2..Birleştirilen davanın davacıları ... ve diğerleri vekili, istinaf dilekçesinde ileri sürdüğü hususları tekrar ederek kararın bozulmasını talep etmiştir.
3. Bir kısım asli müdahiller ... ve diğerleri vekili, istinaf dilekçesinde ileri sürdüğü hususları tekrar ederek kararın bozulmasını talep etmiştir.
4. Bir kısım asli müdahiller ... ve diğerleri vekili, istinaf dilekçesinde ileri sürdüğü hususları tekrar ederek kararın bozulmasını talep etmiştir.
5. Bir kısım asli müdahiller ... ve diğerleri vekili, istinaf dilekçesinde ileri sürdüğü hususları tekrar ederek kararın bozulmasını talep etmiştir.
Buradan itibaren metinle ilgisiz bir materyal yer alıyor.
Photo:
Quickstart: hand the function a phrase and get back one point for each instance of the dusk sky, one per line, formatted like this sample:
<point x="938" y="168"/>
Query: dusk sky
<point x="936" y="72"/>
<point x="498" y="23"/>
6. Asli müdahil ... adli yardım talebini de içeren temyiz dilekçesinde; dava konusu 713 parsel sayılı taşınmazın mirasbırakanı Hamit Tay ve müştereklerine ait olduğunu, muris ve müştereklerinin çekişmeli taşınmazı 50-60 yıl tarım arazisi olarak kullandıklarını, bu hususta zilyetliği doğrular mahiyette Baskil Asliye Hukuk Mahkemesinin 17.11.1950 tarih ve 1950/13 Esas sayılı ilamının bulunduğunu, dava konusu taşınmazın nehir yatağı niteliğinde olmadığını, yalnızca 1971 yılına ait hava fotoğrafının incelenmesi suretiyle karar verilmesinin isabetsiz olduğunu, farklı tarihlere ait en az iki adet hava fotoğrafının tetkiki sonucunda doğru sonuca varılabileceğini belirterek hükmü adli yardım talepli olarak temyiz etmiştir.
C. Gerekçe
1. Uyuşmazlık ve Hukuki Nitelendirme
Dava, tapu kütüğü terkin edilen taşınmazın mülkiyetinin davacılar ve asli mühahiller lehine tespiti istemine ilişkindir.
2. İlgili Hukuk
3402 sayılı Kadastro Kanunu'nun 14. ve 17. maddeleri,
4721 sayılı Türk Medeni Kanunu’nun 713. maddesi.
3.Değerlendirme
1.Bölge adliye mahkemelerinin nihai kararlarının bozulması 6100 sayılı Kanun'un 371. maddesinde yer alan sebeplerden birinin varlığı hâlinde mümkündür.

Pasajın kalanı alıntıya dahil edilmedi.